Last Updated: Oct 27, 2022


The proverb says that every journey starts with a single step. The most excellent way to learn and master the skill of machine learning is through practice with real-world projects. By working on different ML portfolio projects, you can strengthen your knowledge of different machine learning algorithms and enhance your resume.

It is becoming increasingly difficult to get employment in machine learning. Machine learning projects are a great way to show off your Machine Learning skills. Good ML projects demonstrate your ability to use those skills in the workplace. Machine learning projects can help you comprehend the various machine learning concepts in a better way. Also, each project examines new machine learning techniques, data sets, as well as commercial problems. Using these entire machine learning activities, you will build a strong foundation in machine learning and associated techniques.

This article will discuss the 10 best machine learning portfolio projects that will help to improve your resume in a highly competitive job market.

Let’s get started!

#1. Using A Smartphone To Recognize Human Activity

Several modern mobile devices are designed to automatically detect when we perform specific activities such as running or cycling. Machine learning comes into play here. Machine learning beginners practice with this kind of project using a dataset comprising fitness activity records for some individuals, which was collected via mobile gadgets equipped with inertial sensors. Students can then develop classification models that can precisely predict future actions. This might also help them understand multi-classification puzzles.

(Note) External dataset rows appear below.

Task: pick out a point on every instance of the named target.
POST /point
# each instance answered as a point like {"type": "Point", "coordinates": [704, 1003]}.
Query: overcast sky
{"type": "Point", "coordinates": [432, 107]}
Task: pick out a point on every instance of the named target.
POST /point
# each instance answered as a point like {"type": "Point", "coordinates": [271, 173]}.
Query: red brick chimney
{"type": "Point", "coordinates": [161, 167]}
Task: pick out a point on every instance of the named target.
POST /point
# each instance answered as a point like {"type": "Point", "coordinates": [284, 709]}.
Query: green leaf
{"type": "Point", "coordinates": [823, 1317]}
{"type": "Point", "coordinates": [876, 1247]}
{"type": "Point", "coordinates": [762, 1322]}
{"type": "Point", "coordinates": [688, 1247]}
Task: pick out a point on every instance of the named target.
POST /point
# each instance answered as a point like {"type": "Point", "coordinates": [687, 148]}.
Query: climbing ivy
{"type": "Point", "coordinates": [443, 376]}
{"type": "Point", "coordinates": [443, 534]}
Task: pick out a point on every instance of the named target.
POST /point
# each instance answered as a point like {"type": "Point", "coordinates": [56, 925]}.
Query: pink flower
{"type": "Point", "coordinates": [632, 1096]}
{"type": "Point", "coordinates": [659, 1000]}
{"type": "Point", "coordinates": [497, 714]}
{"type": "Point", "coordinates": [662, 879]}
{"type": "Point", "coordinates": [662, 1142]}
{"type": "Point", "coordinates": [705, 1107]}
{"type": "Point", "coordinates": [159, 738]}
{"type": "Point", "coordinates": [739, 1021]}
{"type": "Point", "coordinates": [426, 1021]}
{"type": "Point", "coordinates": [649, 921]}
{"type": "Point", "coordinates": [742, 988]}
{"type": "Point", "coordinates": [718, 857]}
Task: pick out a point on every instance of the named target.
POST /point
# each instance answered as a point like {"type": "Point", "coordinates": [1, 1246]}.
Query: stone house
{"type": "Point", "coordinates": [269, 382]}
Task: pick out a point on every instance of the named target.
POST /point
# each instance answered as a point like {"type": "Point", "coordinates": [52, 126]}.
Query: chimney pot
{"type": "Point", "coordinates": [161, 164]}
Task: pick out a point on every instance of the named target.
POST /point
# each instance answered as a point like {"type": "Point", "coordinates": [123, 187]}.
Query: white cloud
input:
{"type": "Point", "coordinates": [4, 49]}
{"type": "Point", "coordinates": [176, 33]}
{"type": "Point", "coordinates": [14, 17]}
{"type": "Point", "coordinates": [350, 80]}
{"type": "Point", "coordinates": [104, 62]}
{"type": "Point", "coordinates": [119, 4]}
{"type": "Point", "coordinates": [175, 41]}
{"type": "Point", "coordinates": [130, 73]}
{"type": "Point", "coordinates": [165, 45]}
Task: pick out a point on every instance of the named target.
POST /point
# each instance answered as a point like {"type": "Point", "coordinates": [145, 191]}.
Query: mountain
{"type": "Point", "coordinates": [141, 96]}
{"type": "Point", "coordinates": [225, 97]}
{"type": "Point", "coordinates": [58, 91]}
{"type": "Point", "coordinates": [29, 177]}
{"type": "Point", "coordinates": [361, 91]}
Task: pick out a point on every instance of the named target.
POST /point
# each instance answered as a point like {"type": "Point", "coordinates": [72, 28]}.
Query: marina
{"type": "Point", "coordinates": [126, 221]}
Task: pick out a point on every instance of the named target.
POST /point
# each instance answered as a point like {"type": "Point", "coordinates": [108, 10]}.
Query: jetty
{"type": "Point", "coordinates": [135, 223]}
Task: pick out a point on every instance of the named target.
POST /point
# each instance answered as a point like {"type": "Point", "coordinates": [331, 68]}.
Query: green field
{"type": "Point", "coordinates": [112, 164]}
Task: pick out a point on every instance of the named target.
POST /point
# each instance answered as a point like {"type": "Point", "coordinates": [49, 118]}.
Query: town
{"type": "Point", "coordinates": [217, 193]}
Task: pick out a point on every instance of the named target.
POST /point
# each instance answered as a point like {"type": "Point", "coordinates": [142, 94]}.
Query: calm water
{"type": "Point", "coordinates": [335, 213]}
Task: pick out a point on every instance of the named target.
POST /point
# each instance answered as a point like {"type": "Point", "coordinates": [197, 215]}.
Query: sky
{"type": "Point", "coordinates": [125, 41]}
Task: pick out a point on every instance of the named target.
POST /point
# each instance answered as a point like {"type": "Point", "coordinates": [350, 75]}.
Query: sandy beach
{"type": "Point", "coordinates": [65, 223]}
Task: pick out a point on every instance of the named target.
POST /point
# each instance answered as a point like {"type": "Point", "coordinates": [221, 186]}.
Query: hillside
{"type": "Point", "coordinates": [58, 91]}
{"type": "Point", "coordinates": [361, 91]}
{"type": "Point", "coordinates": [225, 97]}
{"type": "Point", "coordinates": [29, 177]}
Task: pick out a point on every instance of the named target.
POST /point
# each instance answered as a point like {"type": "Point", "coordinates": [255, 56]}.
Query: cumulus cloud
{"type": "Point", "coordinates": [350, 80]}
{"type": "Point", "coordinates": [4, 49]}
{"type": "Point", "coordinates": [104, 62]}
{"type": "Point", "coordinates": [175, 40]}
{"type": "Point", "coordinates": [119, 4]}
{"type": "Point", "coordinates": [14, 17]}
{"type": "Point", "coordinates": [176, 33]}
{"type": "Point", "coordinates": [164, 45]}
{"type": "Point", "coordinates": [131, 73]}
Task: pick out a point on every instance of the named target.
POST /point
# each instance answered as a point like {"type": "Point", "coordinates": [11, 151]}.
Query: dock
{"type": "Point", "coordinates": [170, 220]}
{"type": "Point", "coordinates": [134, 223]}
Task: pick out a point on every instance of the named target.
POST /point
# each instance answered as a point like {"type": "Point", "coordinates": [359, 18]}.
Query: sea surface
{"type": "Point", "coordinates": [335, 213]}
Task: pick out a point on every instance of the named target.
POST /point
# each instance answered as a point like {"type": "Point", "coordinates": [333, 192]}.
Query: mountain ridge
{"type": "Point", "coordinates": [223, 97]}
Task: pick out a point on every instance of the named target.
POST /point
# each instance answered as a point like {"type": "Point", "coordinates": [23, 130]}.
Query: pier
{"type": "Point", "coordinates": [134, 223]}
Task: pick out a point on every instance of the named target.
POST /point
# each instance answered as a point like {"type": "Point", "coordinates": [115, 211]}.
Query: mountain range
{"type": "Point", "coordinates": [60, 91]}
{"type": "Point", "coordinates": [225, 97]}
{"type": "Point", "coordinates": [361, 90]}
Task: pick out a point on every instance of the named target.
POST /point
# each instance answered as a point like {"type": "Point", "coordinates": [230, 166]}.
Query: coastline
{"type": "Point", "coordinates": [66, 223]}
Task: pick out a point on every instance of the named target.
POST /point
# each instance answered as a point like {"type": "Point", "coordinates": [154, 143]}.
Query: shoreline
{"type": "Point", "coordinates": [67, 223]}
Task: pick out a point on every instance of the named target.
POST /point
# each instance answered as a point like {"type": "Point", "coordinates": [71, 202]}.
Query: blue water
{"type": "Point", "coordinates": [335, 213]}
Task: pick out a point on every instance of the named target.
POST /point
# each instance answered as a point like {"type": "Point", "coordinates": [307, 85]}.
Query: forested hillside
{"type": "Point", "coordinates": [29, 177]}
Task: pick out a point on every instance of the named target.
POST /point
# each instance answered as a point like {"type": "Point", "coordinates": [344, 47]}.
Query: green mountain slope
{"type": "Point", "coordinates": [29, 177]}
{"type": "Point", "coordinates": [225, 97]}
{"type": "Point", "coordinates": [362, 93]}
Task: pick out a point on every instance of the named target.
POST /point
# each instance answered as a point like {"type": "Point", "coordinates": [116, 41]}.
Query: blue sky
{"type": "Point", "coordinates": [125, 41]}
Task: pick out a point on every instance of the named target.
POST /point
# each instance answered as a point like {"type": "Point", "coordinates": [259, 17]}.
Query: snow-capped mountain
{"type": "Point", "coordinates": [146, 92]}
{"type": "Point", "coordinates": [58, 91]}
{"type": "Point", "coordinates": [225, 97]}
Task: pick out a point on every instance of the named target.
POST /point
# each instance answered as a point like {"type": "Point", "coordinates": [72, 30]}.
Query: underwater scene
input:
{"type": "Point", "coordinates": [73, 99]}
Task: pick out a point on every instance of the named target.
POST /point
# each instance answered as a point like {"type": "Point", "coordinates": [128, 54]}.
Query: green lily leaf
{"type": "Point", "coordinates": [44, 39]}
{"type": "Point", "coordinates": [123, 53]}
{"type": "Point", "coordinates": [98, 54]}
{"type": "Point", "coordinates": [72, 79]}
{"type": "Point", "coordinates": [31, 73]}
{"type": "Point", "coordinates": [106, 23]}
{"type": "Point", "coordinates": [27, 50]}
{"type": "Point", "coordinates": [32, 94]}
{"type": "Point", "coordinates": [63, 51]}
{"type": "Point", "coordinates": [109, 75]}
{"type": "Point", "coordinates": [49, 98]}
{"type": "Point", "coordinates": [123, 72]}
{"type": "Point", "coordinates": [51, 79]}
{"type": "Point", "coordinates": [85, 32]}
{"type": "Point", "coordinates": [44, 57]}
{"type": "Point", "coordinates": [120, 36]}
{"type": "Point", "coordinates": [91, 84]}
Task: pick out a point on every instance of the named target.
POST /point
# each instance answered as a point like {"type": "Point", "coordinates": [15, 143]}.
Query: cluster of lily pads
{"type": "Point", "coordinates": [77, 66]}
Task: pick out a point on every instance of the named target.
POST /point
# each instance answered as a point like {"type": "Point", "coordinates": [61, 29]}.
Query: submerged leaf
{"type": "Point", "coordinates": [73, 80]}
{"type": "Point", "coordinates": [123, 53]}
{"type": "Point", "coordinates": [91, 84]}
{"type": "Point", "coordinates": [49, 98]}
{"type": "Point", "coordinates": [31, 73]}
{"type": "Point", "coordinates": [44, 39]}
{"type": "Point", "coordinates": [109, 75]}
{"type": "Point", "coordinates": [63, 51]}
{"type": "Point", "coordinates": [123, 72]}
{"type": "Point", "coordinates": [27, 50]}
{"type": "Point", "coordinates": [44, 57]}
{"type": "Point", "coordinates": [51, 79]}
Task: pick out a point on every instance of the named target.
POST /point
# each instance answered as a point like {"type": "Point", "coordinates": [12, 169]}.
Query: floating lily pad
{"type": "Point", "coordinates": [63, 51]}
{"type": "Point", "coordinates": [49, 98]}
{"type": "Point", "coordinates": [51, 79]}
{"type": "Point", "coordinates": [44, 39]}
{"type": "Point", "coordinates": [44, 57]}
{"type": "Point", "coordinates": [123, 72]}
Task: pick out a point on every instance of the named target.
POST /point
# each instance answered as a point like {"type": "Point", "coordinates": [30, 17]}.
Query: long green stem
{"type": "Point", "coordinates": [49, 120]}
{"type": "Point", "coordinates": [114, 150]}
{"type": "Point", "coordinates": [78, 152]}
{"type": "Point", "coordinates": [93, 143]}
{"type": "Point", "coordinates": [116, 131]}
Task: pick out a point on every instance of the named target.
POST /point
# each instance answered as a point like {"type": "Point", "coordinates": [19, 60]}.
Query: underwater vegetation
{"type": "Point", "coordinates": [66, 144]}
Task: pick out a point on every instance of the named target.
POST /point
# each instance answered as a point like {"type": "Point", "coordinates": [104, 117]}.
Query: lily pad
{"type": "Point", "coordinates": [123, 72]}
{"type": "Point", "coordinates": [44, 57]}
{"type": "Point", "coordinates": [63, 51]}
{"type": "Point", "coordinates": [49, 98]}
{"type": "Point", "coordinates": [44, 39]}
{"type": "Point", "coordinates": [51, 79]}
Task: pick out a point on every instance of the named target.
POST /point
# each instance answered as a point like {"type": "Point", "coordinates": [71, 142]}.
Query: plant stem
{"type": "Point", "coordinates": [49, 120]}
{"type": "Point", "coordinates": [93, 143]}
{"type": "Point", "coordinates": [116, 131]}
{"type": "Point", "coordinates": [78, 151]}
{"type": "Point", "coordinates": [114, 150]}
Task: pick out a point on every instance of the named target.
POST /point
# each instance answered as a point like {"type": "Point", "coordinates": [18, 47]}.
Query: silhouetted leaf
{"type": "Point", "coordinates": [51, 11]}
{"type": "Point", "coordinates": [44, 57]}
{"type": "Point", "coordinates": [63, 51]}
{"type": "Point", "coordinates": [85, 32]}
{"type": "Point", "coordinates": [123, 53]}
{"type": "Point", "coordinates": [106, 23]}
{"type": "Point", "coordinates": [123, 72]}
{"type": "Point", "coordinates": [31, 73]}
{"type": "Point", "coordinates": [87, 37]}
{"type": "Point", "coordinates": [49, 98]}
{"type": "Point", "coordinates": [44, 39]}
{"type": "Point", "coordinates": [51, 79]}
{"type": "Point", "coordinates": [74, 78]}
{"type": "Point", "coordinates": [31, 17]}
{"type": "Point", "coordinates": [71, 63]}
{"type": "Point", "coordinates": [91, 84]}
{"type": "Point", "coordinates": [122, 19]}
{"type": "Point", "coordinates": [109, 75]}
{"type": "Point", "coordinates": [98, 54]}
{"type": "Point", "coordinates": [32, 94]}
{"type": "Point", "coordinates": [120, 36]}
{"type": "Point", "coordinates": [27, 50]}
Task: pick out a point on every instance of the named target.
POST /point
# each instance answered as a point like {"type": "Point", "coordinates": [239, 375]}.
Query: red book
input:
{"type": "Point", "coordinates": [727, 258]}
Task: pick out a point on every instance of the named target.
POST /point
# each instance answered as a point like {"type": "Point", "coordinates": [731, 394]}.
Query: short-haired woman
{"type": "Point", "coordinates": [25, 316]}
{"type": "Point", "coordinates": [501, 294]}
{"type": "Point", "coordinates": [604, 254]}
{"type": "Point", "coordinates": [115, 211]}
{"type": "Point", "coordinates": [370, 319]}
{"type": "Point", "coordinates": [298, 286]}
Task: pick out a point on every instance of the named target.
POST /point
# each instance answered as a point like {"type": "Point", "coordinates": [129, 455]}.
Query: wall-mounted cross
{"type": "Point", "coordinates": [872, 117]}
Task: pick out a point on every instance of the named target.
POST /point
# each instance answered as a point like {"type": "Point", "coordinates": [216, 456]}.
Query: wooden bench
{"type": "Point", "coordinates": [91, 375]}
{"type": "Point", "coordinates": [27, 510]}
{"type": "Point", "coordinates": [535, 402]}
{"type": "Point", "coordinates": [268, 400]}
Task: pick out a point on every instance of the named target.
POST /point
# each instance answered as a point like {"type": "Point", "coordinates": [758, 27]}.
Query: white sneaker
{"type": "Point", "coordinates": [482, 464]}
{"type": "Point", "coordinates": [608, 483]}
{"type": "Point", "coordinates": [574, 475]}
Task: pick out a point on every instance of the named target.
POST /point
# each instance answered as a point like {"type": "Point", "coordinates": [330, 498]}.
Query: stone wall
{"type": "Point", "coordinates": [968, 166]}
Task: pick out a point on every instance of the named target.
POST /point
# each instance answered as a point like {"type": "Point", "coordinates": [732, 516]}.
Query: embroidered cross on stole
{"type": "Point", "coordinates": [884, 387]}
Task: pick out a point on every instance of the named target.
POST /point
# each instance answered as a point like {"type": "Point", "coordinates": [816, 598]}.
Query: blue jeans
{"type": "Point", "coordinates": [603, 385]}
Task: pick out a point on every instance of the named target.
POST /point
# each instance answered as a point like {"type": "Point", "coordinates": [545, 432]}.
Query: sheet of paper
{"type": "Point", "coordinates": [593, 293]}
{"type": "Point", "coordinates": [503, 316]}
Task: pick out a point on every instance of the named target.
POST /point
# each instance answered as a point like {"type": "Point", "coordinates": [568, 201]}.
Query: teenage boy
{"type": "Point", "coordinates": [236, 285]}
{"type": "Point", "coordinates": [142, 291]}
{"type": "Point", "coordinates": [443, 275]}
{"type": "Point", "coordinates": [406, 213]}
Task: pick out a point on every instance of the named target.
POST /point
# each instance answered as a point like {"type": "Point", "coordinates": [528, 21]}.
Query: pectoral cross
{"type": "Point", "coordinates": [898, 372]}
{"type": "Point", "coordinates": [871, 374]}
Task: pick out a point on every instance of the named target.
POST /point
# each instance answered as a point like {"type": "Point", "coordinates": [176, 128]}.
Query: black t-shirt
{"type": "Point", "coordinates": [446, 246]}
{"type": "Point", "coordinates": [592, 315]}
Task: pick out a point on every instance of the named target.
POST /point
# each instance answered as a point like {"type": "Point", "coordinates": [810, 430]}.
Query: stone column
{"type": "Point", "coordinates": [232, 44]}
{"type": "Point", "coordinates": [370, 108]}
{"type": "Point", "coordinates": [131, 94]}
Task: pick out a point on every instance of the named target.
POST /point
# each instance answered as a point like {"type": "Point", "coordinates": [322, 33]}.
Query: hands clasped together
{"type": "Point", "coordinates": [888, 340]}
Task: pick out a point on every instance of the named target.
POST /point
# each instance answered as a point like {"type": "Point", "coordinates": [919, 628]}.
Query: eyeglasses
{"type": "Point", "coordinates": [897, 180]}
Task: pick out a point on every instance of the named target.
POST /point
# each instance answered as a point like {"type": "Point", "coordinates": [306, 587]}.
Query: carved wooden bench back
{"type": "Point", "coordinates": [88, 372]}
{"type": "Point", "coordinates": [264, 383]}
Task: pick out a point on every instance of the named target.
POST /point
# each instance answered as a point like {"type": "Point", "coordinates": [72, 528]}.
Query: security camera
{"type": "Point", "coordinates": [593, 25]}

#2. Classification Of Iris

The Iris Flowers dataset is one of the easiest, most popular, and earliest machine learning activities for beginners. This assignment requires that learners are proficient in handling numerical data and quantities. Data points include the width and length of the petals and sepals. A project that correctly classifies irises into one of three types using machine learning.

#3. Walmart’s Sales Projections

Machine learning can be applied to businesses, although it is impossible to anticipate future sales accurately. Using Walmart as an instance, developers may get information on weekly sales broken down by departments & locations for 98 products across 45 Walmart shops. A project of this size aims to improve data-driven decisions for channel optimization & inventory planning.

#4. Diagnosis of Breast Cancer

The machine learning experiment uses a dataset to predict whether breast cancer is likely to become malignant or benign. Some important factors taken into account are mitosis, the percentage of naked nuclei, and the lump’s thickness. This is an excellent method of learning the concept of machine learning.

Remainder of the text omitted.